Brad Rosenheim, assistant professor of earth and environmental sciences at Tulane, is pursuing two studies funded by the National Science Foundation using advanced carbon-dating techniques. One study uses radiocarbon records stored in corals and sponges from several sites in the tropical North Atlantic to look backward at how ocean currents have changed over time.

Tracking radiocarbon over time in his research, geochemist Brad Rosenheim is studying how ocean currents might be changing. (Photo by George Long)

"This project will produce records of radiocarbon in the ocean from decades before we were directly measuring it in the 20th century," says Rosenheim. "We need longer records to see how ocean currents might be changing under anthropogenic climate change."

Atmospheric carbon dioxide contains a small amount of radiocarbon and is being continually dissolved into the ocean.

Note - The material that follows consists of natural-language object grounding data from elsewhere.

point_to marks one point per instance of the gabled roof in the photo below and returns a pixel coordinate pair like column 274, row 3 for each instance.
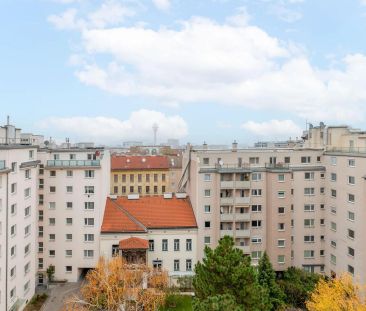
column 150, row 212
column 133, row 243
column 139, row 162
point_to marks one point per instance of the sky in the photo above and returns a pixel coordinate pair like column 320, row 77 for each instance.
column 203, row 70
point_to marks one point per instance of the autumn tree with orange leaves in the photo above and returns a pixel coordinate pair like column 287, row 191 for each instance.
column 115, row 284
column 338, row 294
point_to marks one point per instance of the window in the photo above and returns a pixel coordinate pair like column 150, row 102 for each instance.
column 333, row 160
column 305, row 160
column 309, row 239
column 309, row 208
column 89, row 221
column 89, row 189
column 351, row 198
column 256, row 240
column 256, row 255
column 256, row 208
column 188, row 264
column 351, row 216
column 256, row 223
column 151, row 245
column 89, row 174
column 256, row 192
column 89, row 205
column 350, row 234
column 281, row 194
column 88, row 253
column 281, row 226
column 333, row 193
column 351, row 252
column 256, row 176
column 176, row 265
column 308, row 254
column 309, row 191
column 207, row 177
column 309, row 223
column 88, row 237
column 309, row 175
column 188, row 244
column 333, row 226
column 176, row 245
column 333, row 177
column 164, row 245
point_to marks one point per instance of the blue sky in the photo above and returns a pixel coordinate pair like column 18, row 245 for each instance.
column 214, row 70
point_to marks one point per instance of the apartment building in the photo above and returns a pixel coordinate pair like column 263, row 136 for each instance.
column 72, row 186
column 18, row 210
column 143, row 175
column 160, row 231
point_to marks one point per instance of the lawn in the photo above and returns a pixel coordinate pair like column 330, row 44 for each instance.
column 178, row 303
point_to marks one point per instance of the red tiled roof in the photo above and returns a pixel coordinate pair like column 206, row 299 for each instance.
column 139, row 162
column 133, row 243
column 124, row 215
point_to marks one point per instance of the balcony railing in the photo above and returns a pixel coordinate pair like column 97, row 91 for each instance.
column 73, row 163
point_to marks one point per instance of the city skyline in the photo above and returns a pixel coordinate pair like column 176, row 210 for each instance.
column 106, row 71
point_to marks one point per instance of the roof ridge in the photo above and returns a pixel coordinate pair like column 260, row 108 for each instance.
column 128, row 214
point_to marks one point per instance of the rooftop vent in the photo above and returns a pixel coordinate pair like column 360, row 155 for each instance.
column 133, row 196
column 168, row 195
column 180, row 195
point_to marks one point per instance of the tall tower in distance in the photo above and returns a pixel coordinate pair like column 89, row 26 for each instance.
column 155, row 129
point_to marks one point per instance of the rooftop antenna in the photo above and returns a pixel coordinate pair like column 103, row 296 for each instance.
column 155, row 129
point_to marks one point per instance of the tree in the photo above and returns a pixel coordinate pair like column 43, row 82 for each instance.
column 50, row 272
column 338, row 294
column 115, row 283
column 297, row 285
column 267, row 279
column 226, row 273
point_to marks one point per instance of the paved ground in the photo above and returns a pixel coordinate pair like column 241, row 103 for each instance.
column 59, row 294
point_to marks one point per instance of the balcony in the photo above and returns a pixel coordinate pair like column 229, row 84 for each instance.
column 242, row 184
column 242, row 216
column 227, row 184
column 73, row 163
column 227, row 200
column 245, row 249
column 224, row 232
column 227, row 217
column 242, row 233
column 242, row 200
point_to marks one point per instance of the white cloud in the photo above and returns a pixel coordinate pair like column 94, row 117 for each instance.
column 112, row 130
column 163, row 5
column 204, row 61
column 275, row 129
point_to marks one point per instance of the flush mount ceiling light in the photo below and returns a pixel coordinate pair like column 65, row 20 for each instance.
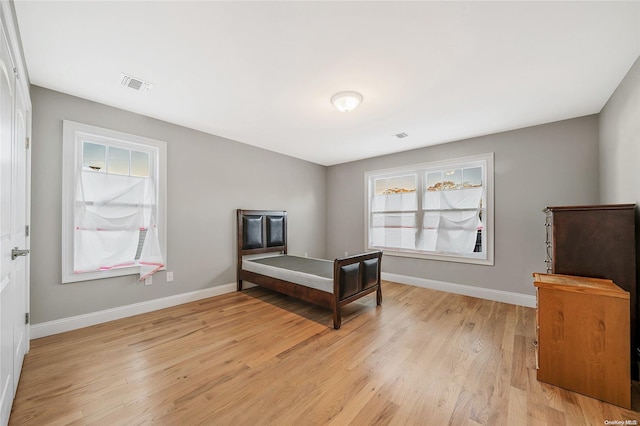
column 346, row 101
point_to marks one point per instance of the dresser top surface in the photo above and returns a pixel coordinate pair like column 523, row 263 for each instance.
column 584, row 285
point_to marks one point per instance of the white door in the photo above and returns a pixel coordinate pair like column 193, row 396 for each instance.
column 13, row 218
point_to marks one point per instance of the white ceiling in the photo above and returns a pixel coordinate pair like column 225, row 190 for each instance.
column 262, row 73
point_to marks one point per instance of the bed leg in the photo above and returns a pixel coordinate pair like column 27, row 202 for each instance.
column 337, row 317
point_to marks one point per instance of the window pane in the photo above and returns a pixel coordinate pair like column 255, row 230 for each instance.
column 396, row 193
column 139, row 164
column 472, row 177
column 443, row 181
column 396, row 185
column 93, row 157
column 118, row 161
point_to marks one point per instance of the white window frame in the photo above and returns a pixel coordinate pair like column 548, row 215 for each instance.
column 485, row 258
column 73, row 135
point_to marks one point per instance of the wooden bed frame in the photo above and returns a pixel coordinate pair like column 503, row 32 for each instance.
column 265, row 231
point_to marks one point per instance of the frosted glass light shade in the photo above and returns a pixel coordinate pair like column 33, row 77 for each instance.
column 346, row 101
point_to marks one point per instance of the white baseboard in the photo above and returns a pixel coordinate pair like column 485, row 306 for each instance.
column 467, row 290
column 79, row 321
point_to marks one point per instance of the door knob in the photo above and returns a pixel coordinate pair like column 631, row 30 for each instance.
column 15, row 253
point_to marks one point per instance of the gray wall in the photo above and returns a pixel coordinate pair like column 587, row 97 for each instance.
column 535, row 167
column 208, row 178
column 620, row 147
column 620, row 142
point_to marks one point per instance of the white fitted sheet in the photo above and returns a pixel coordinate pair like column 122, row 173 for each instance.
column 309, row 272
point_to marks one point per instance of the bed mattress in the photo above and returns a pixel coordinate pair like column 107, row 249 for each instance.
column 309, row 272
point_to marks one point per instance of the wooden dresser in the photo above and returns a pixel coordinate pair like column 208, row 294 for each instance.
column 582, row 328
column 597, row 241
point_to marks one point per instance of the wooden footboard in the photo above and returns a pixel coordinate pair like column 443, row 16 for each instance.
column 354, row 277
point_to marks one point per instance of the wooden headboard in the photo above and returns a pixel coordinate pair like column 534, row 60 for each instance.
column 261, row 231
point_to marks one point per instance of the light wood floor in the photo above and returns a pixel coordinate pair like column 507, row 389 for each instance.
column 256, row 357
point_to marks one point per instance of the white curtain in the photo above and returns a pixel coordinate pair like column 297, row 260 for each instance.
column 110, row 213
column 451, row 230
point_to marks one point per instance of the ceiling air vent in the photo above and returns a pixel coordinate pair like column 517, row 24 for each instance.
column 135, row 83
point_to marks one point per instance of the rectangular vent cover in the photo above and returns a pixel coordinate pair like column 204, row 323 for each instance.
column 135, row 83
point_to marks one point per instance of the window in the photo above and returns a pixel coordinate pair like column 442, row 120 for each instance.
column 441, row 210
column 114, row 204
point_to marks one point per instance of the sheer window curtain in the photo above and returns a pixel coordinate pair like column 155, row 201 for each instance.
column 110, row 212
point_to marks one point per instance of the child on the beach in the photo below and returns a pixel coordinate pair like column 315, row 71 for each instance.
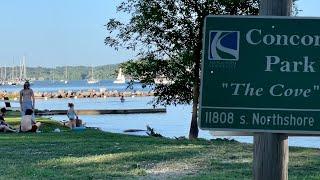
column 28, row 123
column 72, row 116
column 3, row 125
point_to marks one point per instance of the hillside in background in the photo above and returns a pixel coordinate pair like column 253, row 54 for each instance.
column 59, row 73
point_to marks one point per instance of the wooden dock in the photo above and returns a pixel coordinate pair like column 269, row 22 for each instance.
column 102, row 111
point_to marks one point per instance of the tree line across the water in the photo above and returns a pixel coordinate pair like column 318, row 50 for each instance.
column 68, row 72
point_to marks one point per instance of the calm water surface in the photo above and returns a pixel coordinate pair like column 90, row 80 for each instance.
column 174, row 123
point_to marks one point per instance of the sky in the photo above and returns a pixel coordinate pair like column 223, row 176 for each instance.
column 57, row 32
column 68, row 32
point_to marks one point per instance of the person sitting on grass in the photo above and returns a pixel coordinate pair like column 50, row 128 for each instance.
column 3, row 125
column 28, row 124
column 72, row 116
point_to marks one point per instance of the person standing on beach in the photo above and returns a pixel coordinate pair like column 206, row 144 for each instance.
column 27, row 100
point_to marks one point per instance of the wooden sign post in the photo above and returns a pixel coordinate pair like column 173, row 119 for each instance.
column 271, row 151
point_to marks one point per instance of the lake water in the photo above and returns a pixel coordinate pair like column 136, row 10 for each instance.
column 174, row 123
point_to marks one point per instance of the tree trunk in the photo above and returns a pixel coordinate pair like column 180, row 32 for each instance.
column 194, row 130
column 271, row 152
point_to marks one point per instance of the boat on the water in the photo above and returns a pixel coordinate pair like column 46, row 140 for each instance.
column 120, row 78
column 91, row 80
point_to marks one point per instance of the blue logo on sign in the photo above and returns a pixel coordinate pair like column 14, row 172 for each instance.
column 224, row 45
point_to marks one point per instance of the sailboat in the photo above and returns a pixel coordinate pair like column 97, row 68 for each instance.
column 92, row 80
column 66, row 81
column 120, row 78
column 66, row 76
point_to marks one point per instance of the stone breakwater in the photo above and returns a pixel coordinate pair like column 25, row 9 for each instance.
column 80, row 94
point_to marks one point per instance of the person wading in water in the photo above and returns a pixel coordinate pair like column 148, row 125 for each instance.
column 27, row 100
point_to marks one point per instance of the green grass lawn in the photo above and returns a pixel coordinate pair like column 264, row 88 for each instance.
column 93, row 154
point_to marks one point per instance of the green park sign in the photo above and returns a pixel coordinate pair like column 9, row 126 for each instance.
column 261, row 74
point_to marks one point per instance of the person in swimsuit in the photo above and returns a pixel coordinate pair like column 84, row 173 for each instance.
column 27, row 100
column 72, row 116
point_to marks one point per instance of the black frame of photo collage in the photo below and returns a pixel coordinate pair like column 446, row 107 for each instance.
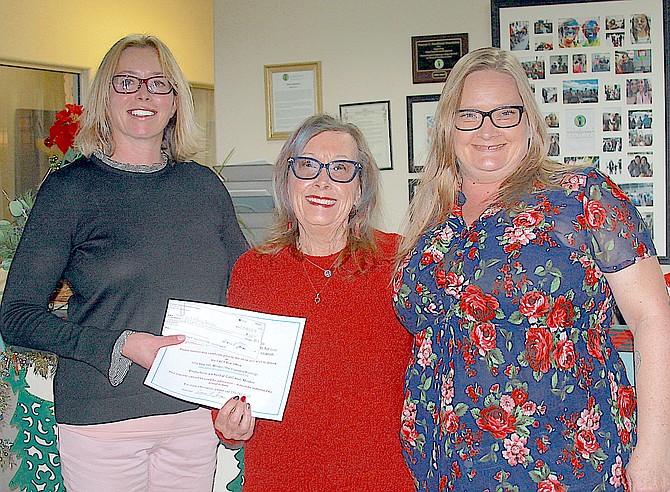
column 614, row 50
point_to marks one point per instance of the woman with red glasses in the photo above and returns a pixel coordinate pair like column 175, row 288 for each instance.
column 120, row 226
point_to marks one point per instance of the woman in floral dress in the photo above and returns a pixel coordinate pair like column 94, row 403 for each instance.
column 513, row 264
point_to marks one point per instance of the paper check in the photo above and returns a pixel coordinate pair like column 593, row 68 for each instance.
column 228, row 352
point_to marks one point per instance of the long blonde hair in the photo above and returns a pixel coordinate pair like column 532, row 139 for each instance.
column 436, row 192
column 182, row 137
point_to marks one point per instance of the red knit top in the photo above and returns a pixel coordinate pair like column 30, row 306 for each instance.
column 341, row 423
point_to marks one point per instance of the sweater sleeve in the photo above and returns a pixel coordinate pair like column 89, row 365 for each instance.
column 40, row 260
column 232, row 236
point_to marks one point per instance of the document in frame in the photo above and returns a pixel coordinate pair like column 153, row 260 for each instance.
column 228, row 352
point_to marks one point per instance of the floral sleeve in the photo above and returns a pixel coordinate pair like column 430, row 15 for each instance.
column 609, row 226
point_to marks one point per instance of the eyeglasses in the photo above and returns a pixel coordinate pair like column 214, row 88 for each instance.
column 340, row 171
column 129, row 84
column 503, row 117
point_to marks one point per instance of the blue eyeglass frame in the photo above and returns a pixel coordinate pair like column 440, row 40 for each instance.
column 357, row 168
column 145, row 82
column 489, row 114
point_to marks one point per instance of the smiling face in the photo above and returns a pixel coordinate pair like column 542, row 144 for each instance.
column 490, row 154
column 321, row 205
column 138, row 120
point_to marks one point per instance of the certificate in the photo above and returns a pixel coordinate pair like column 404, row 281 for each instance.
column 433, row 57
column 228, row 352
column 292, row 94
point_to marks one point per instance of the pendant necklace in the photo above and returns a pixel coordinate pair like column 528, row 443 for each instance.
column 327, row 272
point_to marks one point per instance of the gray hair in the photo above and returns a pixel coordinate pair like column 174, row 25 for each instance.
column 360, row 232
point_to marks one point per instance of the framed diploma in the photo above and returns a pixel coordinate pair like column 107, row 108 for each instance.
column 292, row 94
column 374, row 121
column 599, row 73
column 433, row 57
column 420, row 124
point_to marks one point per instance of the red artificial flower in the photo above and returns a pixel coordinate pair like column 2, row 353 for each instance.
column 62, row 132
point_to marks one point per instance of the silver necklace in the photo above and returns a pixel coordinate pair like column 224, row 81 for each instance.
column 327, row 272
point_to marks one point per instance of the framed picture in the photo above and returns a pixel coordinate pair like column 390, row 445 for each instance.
column 292, row 94
column 411, row 186
column 374, row 121
column 420, row 123
column 598, row 71
column 433, row 57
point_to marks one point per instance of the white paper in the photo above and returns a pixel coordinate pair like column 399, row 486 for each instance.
column 228, row 352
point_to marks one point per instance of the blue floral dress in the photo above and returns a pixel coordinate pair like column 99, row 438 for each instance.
column 514, row 383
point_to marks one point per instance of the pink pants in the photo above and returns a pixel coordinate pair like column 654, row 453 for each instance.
column 151, row 454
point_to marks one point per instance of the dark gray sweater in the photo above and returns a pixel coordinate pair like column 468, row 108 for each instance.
column 126, row 242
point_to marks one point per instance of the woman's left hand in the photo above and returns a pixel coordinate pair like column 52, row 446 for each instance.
column 234, row 421
column 648, row 471
column 141, row 347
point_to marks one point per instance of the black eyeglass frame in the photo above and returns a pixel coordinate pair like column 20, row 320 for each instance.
column 142, row 81
column 489, row 114
column 357, row 168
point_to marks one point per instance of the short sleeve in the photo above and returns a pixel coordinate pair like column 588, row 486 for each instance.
column 612, row 228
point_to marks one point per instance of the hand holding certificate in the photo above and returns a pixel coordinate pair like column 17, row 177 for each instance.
column 228, row 352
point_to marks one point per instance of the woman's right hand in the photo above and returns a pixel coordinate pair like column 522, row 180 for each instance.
column 234, row 421
column 142, row 348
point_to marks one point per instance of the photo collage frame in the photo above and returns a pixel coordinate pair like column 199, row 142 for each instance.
column 598, row 73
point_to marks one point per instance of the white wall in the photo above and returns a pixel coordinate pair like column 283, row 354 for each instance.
column 365, row 54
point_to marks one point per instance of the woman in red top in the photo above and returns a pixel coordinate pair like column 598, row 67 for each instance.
column 324, row 261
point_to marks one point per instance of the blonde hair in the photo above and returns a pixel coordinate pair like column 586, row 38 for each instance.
column 436, row 193
column 283, row 230
column 182, row 137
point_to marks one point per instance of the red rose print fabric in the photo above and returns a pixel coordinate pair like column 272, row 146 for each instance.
column 514, row 384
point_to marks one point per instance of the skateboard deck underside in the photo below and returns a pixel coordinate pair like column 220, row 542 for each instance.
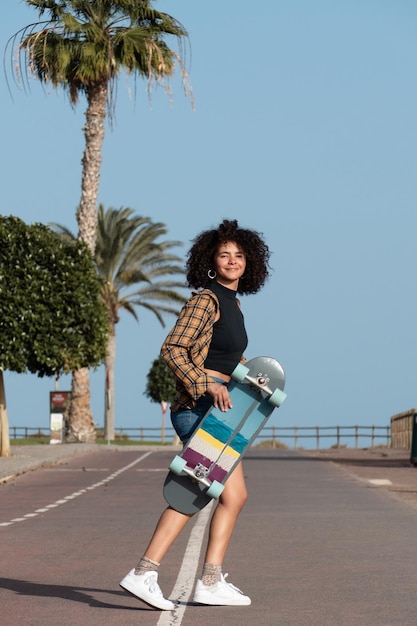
column 219, row 444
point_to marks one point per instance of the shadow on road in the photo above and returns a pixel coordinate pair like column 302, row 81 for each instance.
column 80, row 595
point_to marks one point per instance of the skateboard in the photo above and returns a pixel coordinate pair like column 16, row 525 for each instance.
column 198, row 474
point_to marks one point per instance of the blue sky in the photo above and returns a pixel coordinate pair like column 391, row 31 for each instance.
column 304, row 129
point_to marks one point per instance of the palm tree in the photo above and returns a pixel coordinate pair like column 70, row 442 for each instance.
column 82, row 46
column 133, row 266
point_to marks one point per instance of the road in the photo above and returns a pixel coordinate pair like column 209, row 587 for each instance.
column 313, row 546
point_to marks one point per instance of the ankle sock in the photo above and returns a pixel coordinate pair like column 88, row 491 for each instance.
column 146, row 565
column 211, row 574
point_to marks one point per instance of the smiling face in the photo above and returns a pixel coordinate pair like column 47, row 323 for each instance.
column 230, row 264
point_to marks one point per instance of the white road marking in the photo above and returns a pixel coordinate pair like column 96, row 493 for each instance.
column 53, row 505
column 380, row 482
column 186, row 577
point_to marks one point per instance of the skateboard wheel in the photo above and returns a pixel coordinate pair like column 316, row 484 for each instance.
column 277, row 397
column 240, row 372
column 215, row 489
column 177, row 465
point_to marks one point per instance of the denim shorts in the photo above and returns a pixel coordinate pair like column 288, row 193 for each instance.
column 186, row 421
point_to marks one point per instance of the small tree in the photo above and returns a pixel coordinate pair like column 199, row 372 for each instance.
column 52, row 319
column 160, row 387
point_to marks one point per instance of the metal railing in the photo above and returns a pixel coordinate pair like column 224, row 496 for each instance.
column 292, row 436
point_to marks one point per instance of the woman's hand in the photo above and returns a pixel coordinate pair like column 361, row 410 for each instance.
column 221, row 398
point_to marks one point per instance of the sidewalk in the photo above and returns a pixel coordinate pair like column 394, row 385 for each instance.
column 383, row 468
column 28, row 458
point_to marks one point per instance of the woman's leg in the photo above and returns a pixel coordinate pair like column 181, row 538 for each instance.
column 142, row 581
column 167, row 530
column 225, row 516
column 213, row 588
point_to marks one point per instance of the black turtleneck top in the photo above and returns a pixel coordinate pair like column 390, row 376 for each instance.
column 229, row 335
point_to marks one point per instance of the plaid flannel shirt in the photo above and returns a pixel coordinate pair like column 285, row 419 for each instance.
column 186, row 347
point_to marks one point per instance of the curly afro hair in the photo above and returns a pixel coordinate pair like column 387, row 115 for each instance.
column 205, row 245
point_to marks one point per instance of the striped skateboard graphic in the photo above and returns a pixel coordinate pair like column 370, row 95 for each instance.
column 199, row 473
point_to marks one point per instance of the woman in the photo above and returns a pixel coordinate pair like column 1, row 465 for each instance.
column 203, row 348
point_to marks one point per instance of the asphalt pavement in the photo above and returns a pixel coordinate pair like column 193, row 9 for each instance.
column 314, row 546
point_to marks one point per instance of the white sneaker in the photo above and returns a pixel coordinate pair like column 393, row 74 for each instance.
column 220, row 594
column 146, row 588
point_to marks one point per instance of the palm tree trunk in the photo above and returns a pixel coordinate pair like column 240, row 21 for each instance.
column 109, row 434
column 80, row 426
column 4, row 423
column 95, row 116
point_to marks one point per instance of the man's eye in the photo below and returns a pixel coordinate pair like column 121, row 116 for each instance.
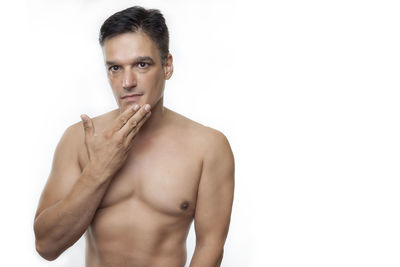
column 142, row 64
column 114, row 68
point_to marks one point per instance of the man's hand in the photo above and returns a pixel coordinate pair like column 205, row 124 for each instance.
column 108, row 150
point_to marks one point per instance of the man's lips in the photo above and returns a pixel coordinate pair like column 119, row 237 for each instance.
column 131, row 96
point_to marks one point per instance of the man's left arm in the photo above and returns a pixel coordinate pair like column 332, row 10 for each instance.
column 214, row 203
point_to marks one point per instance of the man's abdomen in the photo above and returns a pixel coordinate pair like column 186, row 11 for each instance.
column 133, row 233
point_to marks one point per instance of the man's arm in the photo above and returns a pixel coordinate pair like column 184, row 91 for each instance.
column 71, row 198
column 214, row 203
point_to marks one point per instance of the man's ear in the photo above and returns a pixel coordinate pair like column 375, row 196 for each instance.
column 168, row 67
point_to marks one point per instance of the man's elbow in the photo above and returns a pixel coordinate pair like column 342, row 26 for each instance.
column 46, row 252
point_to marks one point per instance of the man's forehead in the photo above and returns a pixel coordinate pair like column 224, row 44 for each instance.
column 129, row 46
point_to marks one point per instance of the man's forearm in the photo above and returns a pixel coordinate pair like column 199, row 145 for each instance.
column 207, row 256
column 61, row 225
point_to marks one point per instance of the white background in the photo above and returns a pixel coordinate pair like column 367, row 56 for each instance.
column 307, row 93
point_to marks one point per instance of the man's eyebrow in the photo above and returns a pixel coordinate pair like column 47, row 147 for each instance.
column 138, row 59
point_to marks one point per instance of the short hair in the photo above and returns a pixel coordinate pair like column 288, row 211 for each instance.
column 135, row 19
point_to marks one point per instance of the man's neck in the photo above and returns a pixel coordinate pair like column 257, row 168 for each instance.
column 158, row 112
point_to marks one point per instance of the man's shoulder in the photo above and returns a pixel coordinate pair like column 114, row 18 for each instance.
column 201, row 135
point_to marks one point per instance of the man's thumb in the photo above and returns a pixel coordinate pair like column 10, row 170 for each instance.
column 87, row 124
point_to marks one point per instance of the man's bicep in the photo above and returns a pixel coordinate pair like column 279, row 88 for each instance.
column 215, row 194
column 65, row 169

Sponges and corals incorporate carbon dioxide as they build calcium carbonate skeletons, and the radiocarbon content of these skeletons is indicative of whether the water in which they formed came from the surface or below.

"These stony skeletons have incremental banding, like tree rings, that have been recording the changing levels of radiocarbon in the seas for hundreds of years before we were," says Rosenheim. "The goal is to look at changes in ocean circulation over the past few centuries of the tropical North Atlantic and how that relates to climate variability."

The second project is focused on developing an instrument for dating carbon in sediment. Rosenheim is using the device to determine how effective river systems are at removing greenhouse carbon dioxide gas from the biological carbon cycle.

The device uses pyrolysis, whereby river sediment is heated up slowly to 1000°C. 'New' carbon contained in leaf debris will break apart at low temperatures, while older forms of carbon, will survive until higher temperatures.

"That way we can separate old carbon from new, and put a proportion on each. Older carbon is less likely to become atmospheric carbon dioxide than new, labile carbon," says Rosenheim.